Des dénonciations bien documentées ont mis la puce à l’oreille du Bureau du Vérificateur général (BVG) qui est en train d’enquêter sur des cas de spéculations foncières à Bamako et environs.
Selon des analystes, la politique des logements sociaux empiète sur l’agriculture périurbaine qui se trouve de plus en plus délaissée au profit des concessions à usage d’habitat. C’est pour cette raison que le gouvernement, en application des recommandations des Assises nationales de la refondation, a décidé de suspendre la modification des titres fonciers (TF) à vocation agricole.
En attendant la suite des enquêtes du BVG, c’est la panique dans certains milieux politiques et administratifs. La modification des TF profite aux personnes les plus influentes, les mieux renseignées dont des hauts fonctionnaires de l’administration.
Selon un spécialiste, la lecture de la carte laisse apparaître l’incidence négative des TF sur l’agriculture aux environs de Bamako, puisqu’on peut constater que nombre de TF n’ont pas du tout pour vocation l’agriculture. “Environ 70 % sont destinés à la concession à usage d’habitation et le reste se partage
entre concessions à usage agricole, industriel, commercial”, à en croire les observateurs.
L’un des constats est que cette mutation dans les usages se concentre dans les communes jouxtant Bamako. Par exemple, sur un total de 19 329 TF enregistrés, environ 85 % sont destinés à l’habitat pour Kalabancoro, contre 52 % pour Ouéléssébougou. Il est admis que l’agriculture est la vocation première des TF attribués dans les communes de Baguinéda, Sanankoroba, Dialakoroba, Safo, Kambila,
Kalifabougou, Dio-Gare.
A en croire les spécialistes, le morcellement des parcelles et le transfert de droit de propriété sont des pratiques qui contribuent à modifier la vocation initialement agricole des terrains et de plus en plus génère la conversion des terres agricoles en parcelles habitables.
De ce fait, l’objectif de certains acquéreurs semble être la “commercialisation” des terres à travers les morcellements. Ainsi, quelque 55 % des TF sont issus des morcellements, soit
24 130 sur un total de 43 694 et avec un moyenne de 19 par TF.
Les communes jouxtant Bamako se démarquent par l’importance des morcellements.
Ces pratiques servent très peu les intérêts agricoles d’une part, d’autre part elles entretiennent une paysannerie sans terre, anéantissent la promotion de l’agriculture familiale dans les communes périurbaines de Bamako.

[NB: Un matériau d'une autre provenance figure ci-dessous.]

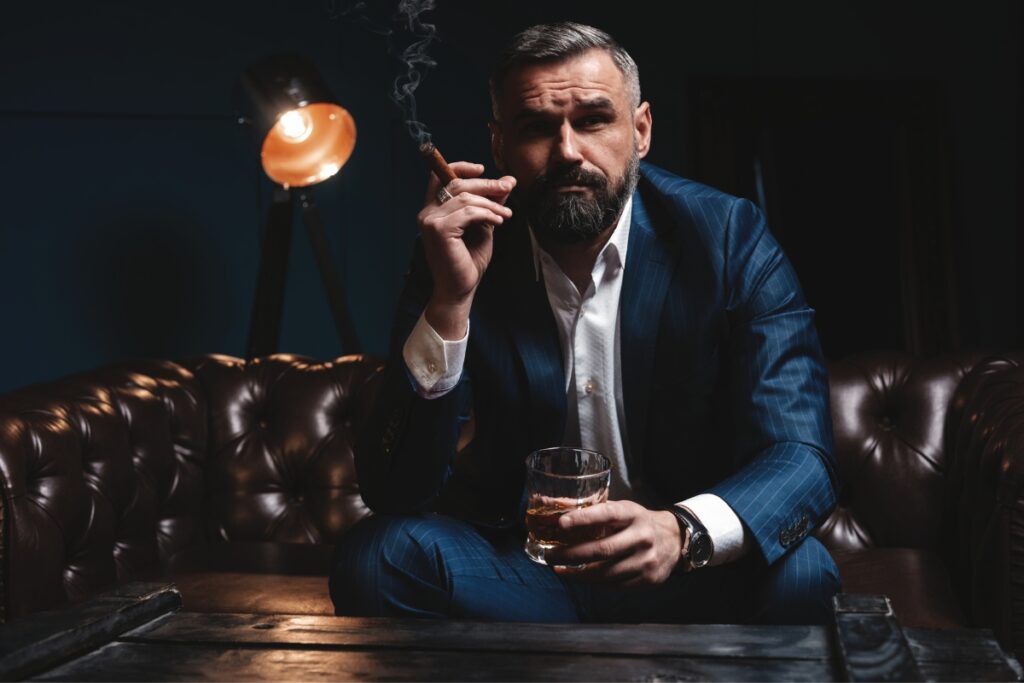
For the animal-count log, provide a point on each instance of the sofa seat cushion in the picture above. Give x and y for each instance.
(916, 582)
(253, 593)
(254, 578)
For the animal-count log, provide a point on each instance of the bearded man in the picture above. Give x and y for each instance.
(589, 299)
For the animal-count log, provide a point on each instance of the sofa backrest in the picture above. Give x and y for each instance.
(889, 416)
(124, 467)
(102, 475)
(281, 435)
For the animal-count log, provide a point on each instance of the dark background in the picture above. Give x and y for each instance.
(132, 202)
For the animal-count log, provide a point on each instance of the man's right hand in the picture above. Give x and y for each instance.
(458, 239)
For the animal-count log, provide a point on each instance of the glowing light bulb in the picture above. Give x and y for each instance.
(328, 169)
(295, 125)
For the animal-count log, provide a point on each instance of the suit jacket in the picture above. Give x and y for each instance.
(723, 380)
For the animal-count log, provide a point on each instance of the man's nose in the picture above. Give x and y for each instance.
(568, 145)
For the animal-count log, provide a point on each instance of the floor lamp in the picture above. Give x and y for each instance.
(305, 137)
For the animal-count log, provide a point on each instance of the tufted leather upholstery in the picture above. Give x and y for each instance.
(236, 477)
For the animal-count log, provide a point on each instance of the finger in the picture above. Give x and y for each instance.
(461, 168)
(611, 547)
(474, 215)
(498, 188)
(615, 513)
(466, 199)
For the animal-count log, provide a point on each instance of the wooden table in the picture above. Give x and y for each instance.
(137, 633)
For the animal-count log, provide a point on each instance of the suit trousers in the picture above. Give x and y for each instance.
(440, 567)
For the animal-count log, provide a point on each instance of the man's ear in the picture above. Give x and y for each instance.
(642, 123)
(496, 145)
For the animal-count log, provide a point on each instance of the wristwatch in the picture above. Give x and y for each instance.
(700, 548)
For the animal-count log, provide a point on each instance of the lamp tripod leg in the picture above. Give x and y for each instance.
(264, 329)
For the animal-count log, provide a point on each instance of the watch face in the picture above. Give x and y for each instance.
(700, 549)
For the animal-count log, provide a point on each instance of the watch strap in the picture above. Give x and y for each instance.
(688, 522)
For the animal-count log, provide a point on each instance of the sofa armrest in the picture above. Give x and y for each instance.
(100, 477)
(985, 440)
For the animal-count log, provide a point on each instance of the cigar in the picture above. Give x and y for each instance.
(437, 163)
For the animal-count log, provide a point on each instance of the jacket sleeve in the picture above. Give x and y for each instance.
(403, 453)
(779, 389)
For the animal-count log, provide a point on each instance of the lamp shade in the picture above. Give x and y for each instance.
(304, 135)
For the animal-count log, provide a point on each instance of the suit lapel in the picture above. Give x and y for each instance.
(532, 330)
(650, 261)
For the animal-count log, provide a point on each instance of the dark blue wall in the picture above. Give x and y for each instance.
(132, 204)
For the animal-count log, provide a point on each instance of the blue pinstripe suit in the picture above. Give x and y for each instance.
(724, 387)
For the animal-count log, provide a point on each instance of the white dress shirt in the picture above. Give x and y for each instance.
(595, 417)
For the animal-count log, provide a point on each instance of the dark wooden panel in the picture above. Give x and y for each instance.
(871, 645)
(962, 654)
(963, 671)
(40, 641)
(134, 662)
(793, 642)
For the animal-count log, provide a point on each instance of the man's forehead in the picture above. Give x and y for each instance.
(589, 79)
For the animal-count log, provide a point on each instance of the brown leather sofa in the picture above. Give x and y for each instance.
(233, 479)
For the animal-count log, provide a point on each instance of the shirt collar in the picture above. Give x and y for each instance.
(614, 249)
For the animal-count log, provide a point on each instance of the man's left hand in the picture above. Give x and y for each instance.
(640, 547)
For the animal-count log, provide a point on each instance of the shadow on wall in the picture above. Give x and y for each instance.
(154, 284)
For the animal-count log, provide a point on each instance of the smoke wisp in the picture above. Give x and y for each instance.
(409, 29)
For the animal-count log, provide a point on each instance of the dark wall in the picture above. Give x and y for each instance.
(133, 204)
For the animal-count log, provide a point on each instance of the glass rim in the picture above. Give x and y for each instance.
(604, 471)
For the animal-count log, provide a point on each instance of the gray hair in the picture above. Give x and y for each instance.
(555, 42)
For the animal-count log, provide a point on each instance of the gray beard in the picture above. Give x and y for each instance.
(567, 218)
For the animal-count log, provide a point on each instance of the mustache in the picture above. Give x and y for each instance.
(568, 175)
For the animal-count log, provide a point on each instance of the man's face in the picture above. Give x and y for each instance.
(568, 133)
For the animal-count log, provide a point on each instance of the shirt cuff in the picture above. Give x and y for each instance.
(726, 531)
(433, 363)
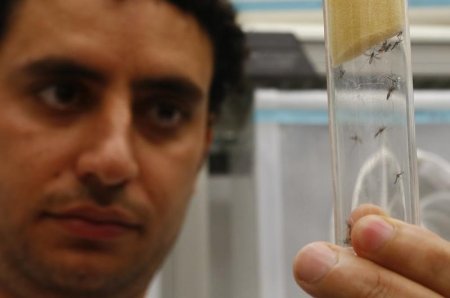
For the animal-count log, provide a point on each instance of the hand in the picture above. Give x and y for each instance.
(390, 259)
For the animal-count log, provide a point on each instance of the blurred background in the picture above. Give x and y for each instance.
(267, 188)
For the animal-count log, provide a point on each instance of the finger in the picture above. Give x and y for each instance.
(329, 271)
(363, 210)
(409, 250)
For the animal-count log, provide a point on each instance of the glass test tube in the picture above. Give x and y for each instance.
(371, 109)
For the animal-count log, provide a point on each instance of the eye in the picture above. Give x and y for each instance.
(165, 115)
(63, 96)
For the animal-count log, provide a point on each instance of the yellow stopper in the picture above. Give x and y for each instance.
(358, 25)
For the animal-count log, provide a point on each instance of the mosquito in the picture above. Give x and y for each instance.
(372, 56)
(379, 131)
(399, 40)
(341, 72)
(393, 85)
(356, 139)
(386, 46)
(398, 176)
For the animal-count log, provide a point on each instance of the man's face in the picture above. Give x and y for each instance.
(103, 127)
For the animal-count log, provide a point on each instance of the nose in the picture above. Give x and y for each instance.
(107, 155)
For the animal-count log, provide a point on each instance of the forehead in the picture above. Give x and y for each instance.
(144, 35)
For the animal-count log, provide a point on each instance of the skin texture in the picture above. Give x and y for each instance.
(390, 259)
(103, 127)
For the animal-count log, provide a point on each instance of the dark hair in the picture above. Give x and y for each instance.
(218, 19)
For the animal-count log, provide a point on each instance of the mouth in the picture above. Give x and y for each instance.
(94, 223)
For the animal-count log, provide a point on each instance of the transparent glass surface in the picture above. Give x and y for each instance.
(370, 109)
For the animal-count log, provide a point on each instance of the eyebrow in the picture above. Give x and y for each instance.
(176, 85)
(62, 67)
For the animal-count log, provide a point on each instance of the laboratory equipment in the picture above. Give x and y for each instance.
(370, 109)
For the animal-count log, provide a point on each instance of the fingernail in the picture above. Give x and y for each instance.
(313, 262)
(373, 232)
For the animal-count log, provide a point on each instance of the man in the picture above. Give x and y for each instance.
(105, 117)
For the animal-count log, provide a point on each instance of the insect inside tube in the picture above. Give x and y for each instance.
(356, 139)
(379, 131)
(399, 40)
(386, 46)
(341, 72)
(393, 85)
(372, 56)
(397, 176)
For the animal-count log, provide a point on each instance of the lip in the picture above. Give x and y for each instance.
(94, 223)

Ces nouveaux “propriétaires” ne sont pas à même de promouvoir l’essor de l’agriculture dans les zones périurbaines dans la mesure où ces nouvelles acquisitions n’ont pas pour vocation l’agriculture, mais plutôt l’habitat ou pour des fins de prêts hypothécaires. Les syndicats des ministères concernés n’ont pas
bonne presse dans cette affaire qui pourrait conduire à des poursuites judiciaires.
L’approvisionnement de Bamako en produits céréaliers et maraichers et l’accessibilité des populations à ces produits se pose avec acuité. L’agriculture périurbaine et la recherche agricole sont menacées par les TF au moment où les autorités veulent combattre la corruption dans ce secteur.